Cette année, son nom est sur toutes les lèvres : à 23 ans, la prodige du jazz vocal Samara Joy séduit les festivals par lesquels elle passe et rappelle les prouesses d’Ella Fitzgerald, de Sarah Vaughan et de Betty Carter. Rencontre.
Robe satinée orange, hauts talons, cheveux noués en chignon, la chanteuse afro-américaine Samara Joy, 23 ans, révélation musicale de l’année aux Grammy Awards, accompagnée d’un pianiste en élégant costume vert, d’un contrebassiste en bleu marine et d’un batteur en beige, a montré toute l’amplitude et la richesse de sa voix cette semaine, doublement même : au festival Marseille Jazz des cinq continents, puis au fameux Jazz in Marciac, avant de poursuivre sa tournée aux États-Unis.
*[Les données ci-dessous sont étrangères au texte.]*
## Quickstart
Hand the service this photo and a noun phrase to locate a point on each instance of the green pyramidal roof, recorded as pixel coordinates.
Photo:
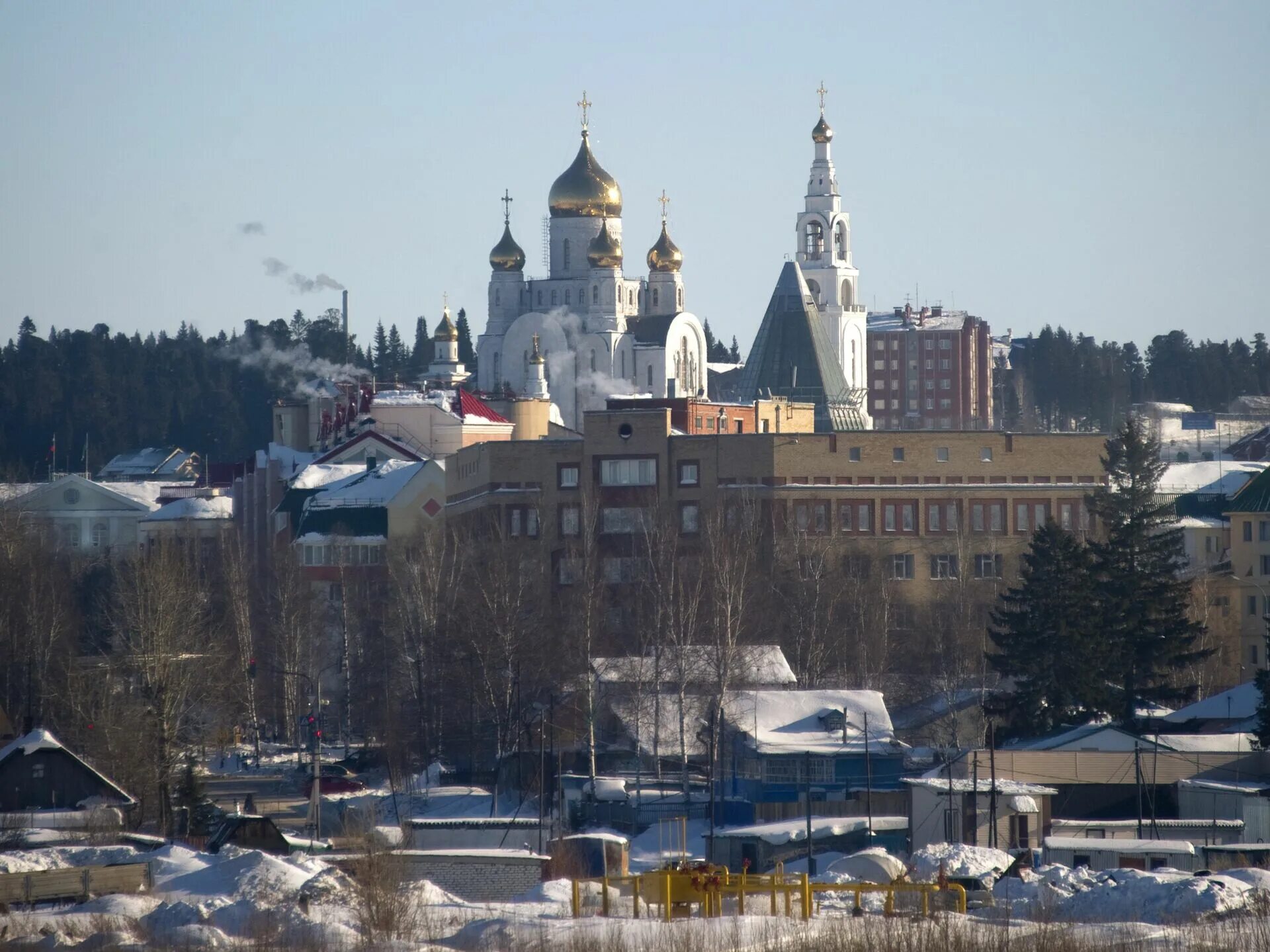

Une «voix exceptionnelle, magnifique, qui ouvre des espaces incroyables», s’émerveille Hughes Kieffer, le directeur du festival marseillais.
Samara Joy, c’est «une énorme souplesse vocale qui relève plutôt de l’influence d’Ella Fitzgerald, et une manière de faire ployer sa voix, d’être très joueuse avec la mélodie qui fait penser à Sarah Vaughan», notait le président de l’Académie du jazz, François Lacharme, en lui remettant un prix en mars dernier à Paris. Et pourtant, la jeune femme, qui a grandi dans le Bronx à New York, ne chante le jazz que depuis cinq ans. «J’ai commencé à découvrir au lycée, mais je n’étais pas vraiment intéressée jusqu’à ce que j’arrive à la faculté», raconte-t-elle dans un entretien avant ses concerts en France.
Du jazz sur TikTok
«Je me suis inscrite dans un programme d’études de jazz. Et quand j’ai commencé, je me suis dit : « Mon Dieu ! Je ne connais rien à cette musique, alors que c’est tellement riche, excitant, plein d’énergie. Je veux apprendre plus ! ».» «J’ai comme trouvé une autre voie dans laquelle je pouvais être moi-même», ajoute celle qui a grandi dans une famille de musiciens, dans la pure tradition du gospel et de la soul. Pour son second disque, Linger Awhile, également couronné du Grammy Award de meilleur album de jazz vocal, elle a notamment réinterprété de grands standards comme Round Midnight (Thelonious Monk, 1944) ou Misty (Eroll Garner, 1954), déjà chanté par Ella Fitzgerald.
«J’écoutais Ella Fitzgerald et Sarah Vaughan. J’ai réalisé que si je n’apprenais pas la mélodie en premier, alors je pourrais juste les copier au lieu de trouver, écouter la base, apprendre la base et voir ensuite les idées qui me viennent quand je chante» pour improviser de manière plus personnelle. Même si la chanteuse choisit d’interpréter des standards datant du siècle dernier, elle séduit aussi un public de jeunes. Elle compte plus de 600 000 abonnés sur TikTok. Elle y poste des vidéos de jazz, mais aussi d’elle dansant de joie sur un quai de gare en apprenant sa nomination aux Grammy.
Avec son grand-père de 92 ans
«Les gens de mon âge, ou plus jeunes, sont bombardés sur les radios par tellement de musiques du monde entier. Donc, c’est bien de faire une pause, d’avoir un son différent de tout le reste», avec une forme de jazz plus classique, explique-t-elle. «C’est peut-être la nostalgie, ils ont l’impression d’être transportés en écoutant ma musique. C’est ce qu’on me dit souvent. Comme un voyage vers une autre époque. Ou alors c’est juste rafraîchissant, avec ce son, ces instruments.» À Marseille, elle a aussi chanté une chanson en brésilien en hommage à Gilberto Gil, 81 ans, programmé le même soir.
La suite ? «J’ai mon propre groupe, en plus de celui-là, un octette avec des cuivres. Ils arrangent et composent, et j’écris les paroles sur leurs mélodies. Je vais peut-être choisir d’enregistrer avec cet ensemble. Ou alors je pourrais faire enregistrer un album live.» «Je veux prendre mon temps… et en même temps pas trop», s’amuse-t-elle. «Donc, peut-être que je vais arriver avec quelque chose et qu’on ira directement dans un studio pour faire péter le truc.»
Elle sourit : «Ce que je ne veux pas, c’est me mettre trop de pression pour le prochain disque en me disant que ça sera un chef-d’œuvre absolu. Que je vienne à oublier ce pour quoi je fais tout ça.» Car pour Samara Joy, «la musique est un plaisir, comme un chez-soi!». Aux alentours de Noël, elle repartira d’ailleurs avec sa famille pour chanter le gospel à travers les États-Unis. Et se réjouit déjà de partager la scène avec son grand-père âgé de 92 ans.